I could split the load and make two easy trips, but fuck that. I want some spicy microwave noodles—a Shin Bowl—and I want to find out what’s on that tape. Even if it’s nothing, even if it’s a bitter disappointment, somebody’s cam bootleg of There’s Something About Mary, I’ll still have that not-quite-Charles-Bronson flick to fall back on. Or something else from the stash. Or something else from my collection.
/>
It’s a collection that’s gotten so out of hand I hope they never hike the rent because I’d have to pay it. I can’t ever move out of this apartment because there’s hundreds of pounds of magnetized cinema lining the walls around my couch/bed. I collected, from Eddie and various other sources, until there was no wall space left and the tapes spilt over like crashing waves, forming semi-organized piles and pressing permanent rectangles into the acrylic carpeting.

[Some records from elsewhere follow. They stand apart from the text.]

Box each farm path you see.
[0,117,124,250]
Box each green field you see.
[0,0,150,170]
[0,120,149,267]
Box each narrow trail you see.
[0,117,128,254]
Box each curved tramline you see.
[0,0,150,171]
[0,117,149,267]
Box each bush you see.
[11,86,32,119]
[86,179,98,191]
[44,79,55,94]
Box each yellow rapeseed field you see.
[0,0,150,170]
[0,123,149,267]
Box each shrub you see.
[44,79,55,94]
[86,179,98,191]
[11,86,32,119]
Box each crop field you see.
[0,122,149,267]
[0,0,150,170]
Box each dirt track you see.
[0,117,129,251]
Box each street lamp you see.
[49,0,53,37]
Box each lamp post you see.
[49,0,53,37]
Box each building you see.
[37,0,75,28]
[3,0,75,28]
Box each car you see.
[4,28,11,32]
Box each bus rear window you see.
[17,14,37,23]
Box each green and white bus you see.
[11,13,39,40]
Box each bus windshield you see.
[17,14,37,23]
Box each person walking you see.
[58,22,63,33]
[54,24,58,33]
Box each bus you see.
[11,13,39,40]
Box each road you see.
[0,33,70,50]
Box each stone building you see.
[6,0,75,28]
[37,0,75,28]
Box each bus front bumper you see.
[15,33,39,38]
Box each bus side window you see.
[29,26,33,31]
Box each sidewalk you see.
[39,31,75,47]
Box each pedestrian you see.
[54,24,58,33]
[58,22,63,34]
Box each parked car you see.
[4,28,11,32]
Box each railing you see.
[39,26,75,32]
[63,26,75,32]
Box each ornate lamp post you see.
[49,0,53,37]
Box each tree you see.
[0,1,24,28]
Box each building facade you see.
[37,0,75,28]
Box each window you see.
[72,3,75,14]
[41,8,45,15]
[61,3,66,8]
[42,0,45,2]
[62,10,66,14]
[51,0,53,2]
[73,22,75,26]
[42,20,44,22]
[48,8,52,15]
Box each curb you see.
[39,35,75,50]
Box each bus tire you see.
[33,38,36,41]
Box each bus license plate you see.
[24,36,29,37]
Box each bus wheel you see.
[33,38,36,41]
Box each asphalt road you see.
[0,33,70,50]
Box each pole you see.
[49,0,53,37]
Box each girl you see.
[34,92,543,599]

I drop the crate the second I work the key into the door and it falls so hard that it bounces, tapes fanning out across the carpet but not going far because there’s not a lot of free space on the floor, just the arc of the door, an area to stomp off my shoes, and then the piles start.
Audibly cursing, I dive for the unlabelled tape, the mystery. I’m sure you’ve busted one or two in your life, if you were a collector. Ever drop a tape, crack the plastic window over the spools and still try to run it? Sometimes it works out, other times you’re treated to an ungodly crunch as the machine sucks it up.

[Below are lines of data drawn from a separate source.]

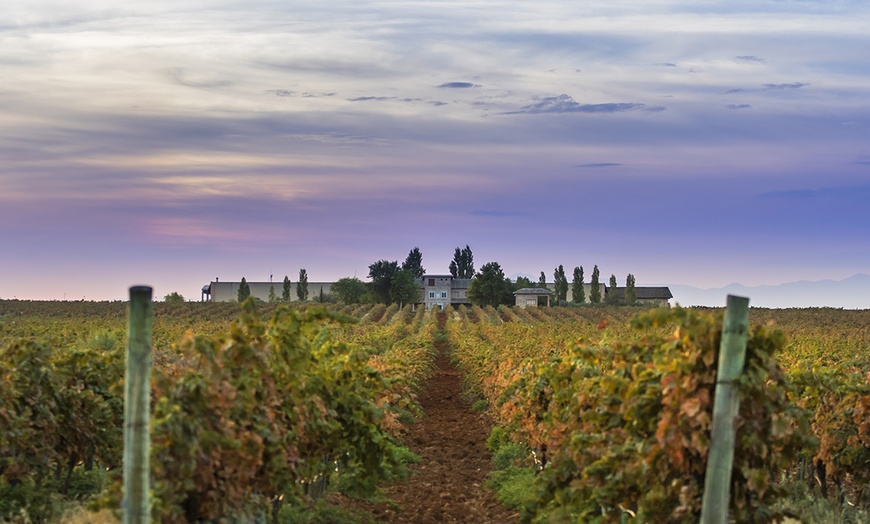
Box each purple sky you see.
[0,0,870,300]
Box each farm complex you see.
[202,275,673,309]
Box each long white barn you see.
[202,275,673,309]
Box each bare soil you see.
[340,314,519,524]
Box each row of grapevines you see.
[0,303,434,522]
[449,308,852,522]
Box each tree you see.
[450,244,474,278]
[163,291,184,304]
[369,260,399,304]
[281,275,290,302]
[604,275,619,304]
[553,264,568,303]
[296,268,308,302]
[390,269,420,307]
[238,277,251,302]
[589,265,601,304]
[402,247,426,278]
[514,277,535,291]
[624,273,637,305]
[329,277,368,304]
[571,266,586,304]
[467,262,514,307]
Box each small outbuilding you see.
[514,287,553,308]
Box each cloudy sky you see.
[0,0,870,300]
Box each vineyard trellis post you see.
[121,286,154,524]
[701,295,749,524]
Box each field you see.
[0,301,870,522]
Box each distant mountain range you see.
[669,273,870,309]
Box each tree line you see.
[236,268,308,302]
[232,244,637,306]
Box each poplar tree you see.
[625,273,637,304]
[450,244,474,278]
[553,264,568,303]
[604,275,619,304]
[281,275,290,302]
[402,247,426,278]
[589,265,601,304]
[369,260,401,304]
[296,268,308,302]
[238,277,251,302]
[571,266,586,304]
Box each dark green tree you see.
[467,262,514,306]
[402,247,426,278]
[296,268,308,302]
[238,277,251,302]
[514,277,535,291]
[390,269,420,307]
[369,260,399,304]
[589,265,601,304]
[450,244,474,278]
[163,291,184,304]
[623,273,637,305]
[571,266,586,304]
[553,264,568,303]
[329,277,368,304]
[604,275,619,304]
[281,275,291,302]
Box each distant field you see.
[0,300,870,521]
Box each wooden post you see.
[701,295,749,524]
[121,286,153,524]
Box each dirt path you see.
[348,314,518,524]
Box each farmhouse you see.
[607,286,674,307]
[202,279,333,302]
[514,287,553,308]
[202,275,673,309]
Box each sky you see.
[0,0,870,307]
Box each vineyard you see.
[0,301,870,522]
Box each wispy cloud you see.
[734,55,766,64]
[263,89,338,98]
[764,82,810,89]
[438,82,475,89]
[505,94,664,115]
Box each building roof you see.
[607,286,674,300]
[514,287,552,295]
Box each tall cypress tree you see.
[296,268,308,302]
[281,275,290,302]
[571,266,586,304]
[625,273,637,305]
[402,247,426,278]
[553,264,568,302]
[604,275,619,304]
[238,277,251,302]
[589,265,601,304]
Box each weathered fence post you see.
[121,286,153,524]
[701,295,749,524]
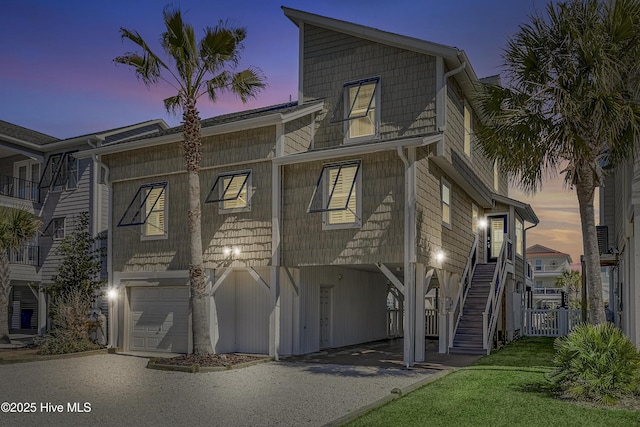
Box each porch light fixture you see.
[222,246,241,257]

Knocking over a stack (victims of the Video Recordings Act of 1984, pile one of three), I find where it’s flown and am relieved to see that the mystery tape is unharmed.
I navigate my way over to the VCR and press it in. Then I grab one of the remotes and switch on the flatscreen. It’s a nice TV, but if I’m feeling extra nostalgic and want to watch a tape the way it was meant to be seen, I’ve got a compact tube TV sitting beside to the newer one, curved glass and built-in tape deck.
Yeah, two TVs and no bed. I don’t entertain much.
I hit play and there’s that whirr…
We begin in medias res, on the screen are three figures in black robes, flat lighting but enough grain that I can tell that it’s film rather than video. At first I think I recognize the scene and it bums me out. Satanis, a “documentary” about the Church of Satan that’s not rare at all, in fact it already has a DVD release. But no, this is different.
The three figures each have third eyes, open and unblinking, built up with stage wax on their foreheads. Classic.
But there haven’t been any credits or title cards, so I eject the tape to make sure I’m starting at the beginning. Yup, there’s just a thin sliver of black under the left window, the minute or so I’ve just watched. That’s not a good sign. It means this may only be a partial film, who knows when it will cut out or how much I’m missing.